Aquabid.com usually has some Tequilas available at any given time. One guy named BHodgkiss pretty much always has them, but he never posts pics of his fish. His feedback is good, though. You're not yet 18 so you'd have to pay by Money Order, so make sure any sellers accept Money Orders.


----------



## COM (Mar 15, 2008)

Out of curiosity, why does one's age have anything to do with paying by money order only?

Also, the Tequila Sunrise variety is frequently available at one of the national chains. I can't remember which one I have seen it at, but it would probably be worth the time to make a few phone calls.


----------



## Albino_101 (Aug 14, 2008)

Thanks guys, just because im not eighteen doesn't mean I can't get someone who is to order them for me, but thanks for the info com and theoldsalt. I love breeding fish and guppies are simple enough to breed. ^_^


----------



## TheOldSalt (Jan 28, 2005)

COM- It's kinda hard to get a credit card & paypal account when you're not 18. I suppose it's probably doable, but many aquabidders don't even like to take paypal from adults, so from minors? fuggedaboudit.


----------



## Ghost Knife (Mar 12, 2008)

COM said:


> Out of curiosity, why does one's age have anything to do with paying by money order only?
> 
> Also, the Tequila Sunrise variety is frequently available at one of the national chains. I can't remember which one I have seen it at, but it would probably be worth the time to make a few phone calls.

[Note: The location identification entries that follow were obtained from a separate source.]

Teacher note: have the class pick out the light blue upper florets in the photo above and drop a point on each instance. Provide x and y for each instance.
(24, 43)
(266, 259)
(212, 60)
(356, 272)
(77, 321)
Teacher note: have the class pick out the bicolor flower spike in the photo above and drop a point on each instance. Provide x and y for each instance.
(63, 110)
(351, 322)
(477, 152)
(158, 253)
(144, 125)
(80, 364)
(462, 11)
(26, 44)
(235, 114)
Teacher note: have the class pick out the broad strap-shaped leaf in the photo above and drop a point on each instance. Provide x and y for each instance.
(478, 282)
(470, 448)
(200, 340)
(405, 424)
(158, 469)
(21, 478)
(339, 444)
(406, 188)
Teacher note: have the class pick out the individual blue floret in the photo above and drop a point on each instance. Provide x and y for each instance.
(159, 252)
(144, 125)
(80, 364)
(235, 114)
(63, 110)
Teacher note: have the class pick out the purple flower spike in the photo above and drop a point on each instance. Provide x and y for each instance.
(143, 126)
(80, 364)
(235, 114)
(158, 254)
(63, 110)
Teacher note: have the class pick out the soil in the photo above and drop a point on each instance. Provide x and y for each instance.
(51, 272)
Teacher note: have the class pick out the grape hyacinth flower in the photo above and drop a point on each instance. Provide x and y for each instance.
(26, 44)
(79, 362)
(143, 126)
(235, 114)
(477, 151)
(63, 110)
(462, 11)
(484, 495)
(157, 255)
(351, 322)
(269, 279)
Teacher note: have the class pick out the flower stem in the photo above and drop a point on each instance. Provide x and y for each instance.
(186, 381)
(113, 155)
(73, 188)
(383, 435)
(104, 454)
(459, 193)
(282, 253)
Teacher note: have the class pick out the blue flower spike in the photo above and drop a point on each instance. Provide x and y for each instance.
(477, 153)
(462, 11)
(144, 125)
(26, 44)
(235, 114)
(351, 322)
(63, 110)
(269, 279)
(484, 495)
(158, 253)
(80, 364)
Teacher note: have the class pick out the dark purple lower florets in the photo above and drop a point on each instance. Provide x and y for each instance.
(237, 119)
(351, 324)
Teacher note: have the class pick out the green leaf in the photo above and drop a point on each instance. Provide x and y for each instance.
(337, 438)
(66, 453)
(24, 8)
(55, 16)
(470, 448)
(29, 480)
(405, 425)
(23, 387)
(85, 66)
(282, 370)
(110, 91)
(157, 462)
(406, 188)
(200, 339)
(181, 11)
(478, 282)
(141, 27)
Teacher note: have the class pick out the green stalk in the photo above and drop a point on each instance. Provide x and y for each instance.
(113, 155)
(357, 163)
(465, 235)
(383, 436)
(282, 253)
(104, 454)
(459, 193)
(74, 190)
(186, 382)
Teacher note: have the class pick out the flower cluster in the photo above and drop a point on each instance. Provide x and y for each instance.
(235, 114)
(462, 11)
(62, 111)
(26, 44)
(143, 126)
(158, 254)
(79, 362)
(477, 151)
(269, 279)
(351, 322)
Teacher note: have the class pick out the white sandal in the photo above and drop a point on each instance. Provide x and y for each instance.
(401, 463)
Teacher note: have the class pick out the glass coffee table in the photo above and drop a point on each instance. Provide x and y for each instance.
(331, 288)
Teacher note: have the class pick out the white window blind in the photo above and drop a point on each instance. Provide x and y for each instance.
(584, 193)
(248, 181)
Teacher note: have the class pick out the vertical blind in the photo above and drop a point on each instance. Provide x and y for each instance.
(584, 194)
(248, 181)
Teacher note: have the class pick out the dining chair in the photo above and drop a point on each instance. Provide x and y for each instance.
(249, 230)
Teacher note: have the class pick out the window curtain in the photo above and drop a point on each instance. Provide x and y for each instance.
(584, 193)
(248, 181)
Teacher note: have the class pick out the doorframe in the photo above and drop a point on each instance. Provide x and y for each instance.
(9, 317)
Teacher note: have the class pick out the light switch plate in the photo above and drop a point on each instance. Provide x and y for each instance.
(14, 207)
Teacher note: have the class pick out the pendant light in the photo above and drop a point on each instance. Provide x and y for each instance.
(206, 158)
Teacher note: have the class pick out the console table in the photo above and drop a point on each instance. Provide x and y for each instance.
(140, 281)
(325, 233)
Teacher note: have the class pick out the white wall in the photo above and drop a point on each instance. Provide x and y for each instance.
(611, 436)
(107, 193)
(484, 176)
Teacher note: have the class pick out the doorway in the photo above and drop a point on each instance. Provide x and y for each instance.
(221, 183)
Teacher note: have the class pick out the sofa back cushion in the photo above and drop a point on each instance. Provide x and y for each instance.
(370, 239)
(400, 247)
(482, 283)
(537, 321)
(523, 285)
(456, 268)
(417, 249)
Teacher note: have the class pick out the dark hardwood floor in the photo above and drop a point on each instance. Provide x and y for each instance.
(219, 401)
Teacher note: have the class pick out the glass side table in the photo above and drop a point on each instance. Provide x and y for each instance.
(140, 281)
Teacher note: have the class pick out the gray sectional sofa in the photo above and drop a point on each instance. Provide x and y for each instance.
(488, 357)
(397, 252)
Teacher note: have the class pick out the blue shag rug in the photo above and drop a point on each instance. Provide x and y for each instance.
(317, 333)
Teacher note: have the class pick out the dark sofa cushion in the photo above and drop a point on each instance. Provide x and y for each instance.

Petsmart often carries them, but they cost about $1 more than the other varities of guppies. I would imagine they do this because of their multi-color quality.


----------



## Albino_101 (Aug 14, 2008)

Wow I have a petsmart right where I live! Thanks for the goldmine of info Ghost Knife, and 1 dollar more isn't much for me anyway.


----------



## Albino_101 (Aug 14, 2008)

Today at petsmart I picked up a pair of male sunrise guppies, they said they never get female ones, the only female guppies that they get are the fancy ones. So lately I have been looking online for female tequila sunrise guppies.


----------



## justintrask (Jun 29, 2008)

we sell them at the LFS I work at. 5.98/pair. males and females, although im not sure on the validity of the females.


----------



## TheOldSalt (Jan 28, 2005)

Or what kinds of males may have been with them...
If you order them from a breeder, though, you'll almost certainly get pure tequila females.


----------



## Albino_101 (Aug 14, 2008)

Thanks guys, if I end up on not getting females then I will just get some more males, I heard males won't fight if they have plenty of space and no females.


----------